I immediately contacted "P" to get his advice. He came to visit. His first reaction was to rub his chin, and to repeat the epithet "Wow!" This was not the reaction I expected. "How many fish did you put in there?" he asked. I told him about the two originals and the twelve new-hires. Again his reaction left something to be desired. "Fourteen? Fourteen fish! You put fourteen fish into the pond?" Apparently I had misheard him. A happy medium was three or possibly four fish. I distinctly remember him saying ten or twelve. From now on, I will take notes. Particularly when talking to "P." I then asked if that was the cause of the, uh, "murkiness" in the water. Yes, I had also noticed that the pond was anything but clear. In fact, it was even worse than the fish tank. He looked at it, and said no, there must be something wrong with the filter. "What filter?" I asked, incredulously. His reaction was to see my look of incredulity and raise it. "You don't have a filter?" He was beside himself with disbelief. I patiently pointed out how had said there would be an equilibrium or some such, and that the fish would eat the food, the plants would eat the poo, etc, etc. Harmony. Evolution as it should be, etc. "No, no, no," he countered. "You have to have a filter. Even for four fish, you need to filter the water." His facial expression made it clear that any idiot would know this. My facial expression revealed homocidal tendencies.
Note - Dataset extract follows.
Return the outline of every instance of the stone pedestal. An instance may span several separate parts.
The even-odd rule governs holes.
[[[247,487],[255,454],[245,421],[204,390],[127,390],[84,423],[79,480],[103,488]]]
So, suitably chastened, and stopping short of homicide, I drove to the garden centre. I handed over a shocking amount of money, and brought home a large contraption which now sits beside the fish pond. While the fish have shown no tendency towards birth control, the water is at least clear and free of fish poo. For my part, I now have the unenviable task of regularly hand-cleaning three very large blocks of foam, which comprise the filtration system. Each block of foam easily dwarfs the previous blocks of foam, and a menial cleaning task has now taken on the spectre of a full-time career at a waste treatment facility.
So, what have we learnt? Yes, be careful what you wish for. This is a very true statement. Sometimes improvements aren't what they seem. More importantly, we have learnt that goldfish don't have goldfish memories, but the same can't be said of humans.